Cayman Islands Civil Service College
- Established: 2007
- Location: George Town, Cayman Islands
- Website: http://www.csc.gov.ky

= Cayman Islands Civil Service College =

The Cayman Islands Civil Service College (CICSC) is a school of higher education in the Cayman Islands. It was established in the Fall of 2007 to further New Public Management reforms as well as the learning and development needs of the Cayman Islands Civil Service and to carry out research within the Caribbean region.

The CICSC currently offers a Certificate in Public Administration, Associate Degree in Public Administration through the auspices of the University College of the Cayman Islands. The CICSC has formulated e-learning capacities for continuing education, specialty training, and support of competency-based human resource initiatives.

== Founding ==
The CICSC was founded in 2007 as one element of the continuing reform programme implemented over the last several years in the Cayman Islands Civil Service. The practical model of the Cayman reform program was New Zealand.

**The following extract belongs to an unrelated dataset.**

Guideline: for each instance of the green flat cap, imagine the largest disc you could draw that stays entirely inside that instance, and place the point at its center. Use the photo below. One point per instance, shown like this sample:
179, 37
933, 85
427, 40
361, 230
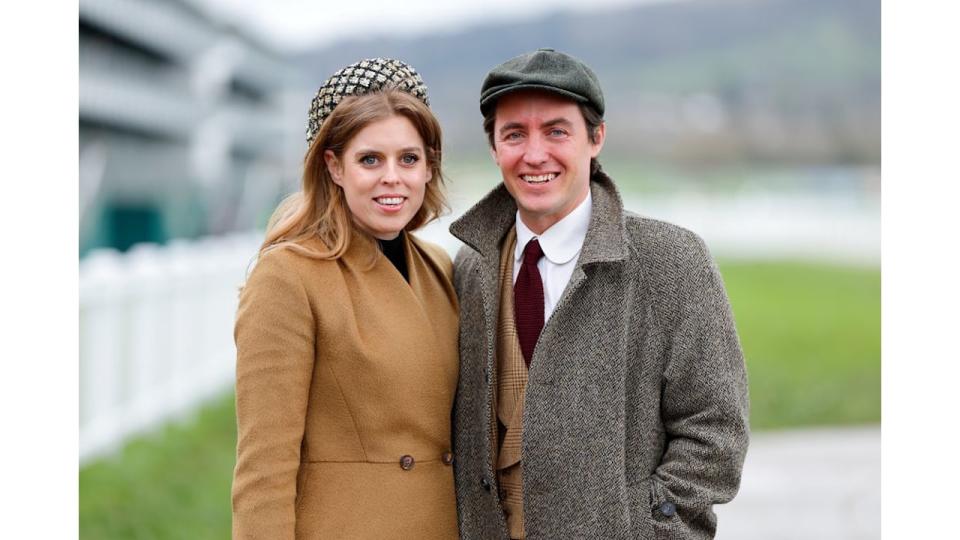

The college also has a regional focus meant to assist and partner with other governments in their efforts to implement pragmatic implementation of good governance reforms.

To date (March 2012), the CICSC has directly served nearly 1,000 Cayman Islands Civil Servants, offering classes in over 150 sections and 50 different areas.

In October 2009, the Associate in Public Administration degree offered through the University College of the Cayman Islands was formalized. The first graduating class was celebrated in December 2011.

In March 2012, the CICSC introduced a Certificate in Public Administration Degree in partnership with the University College of the Cayman Islands.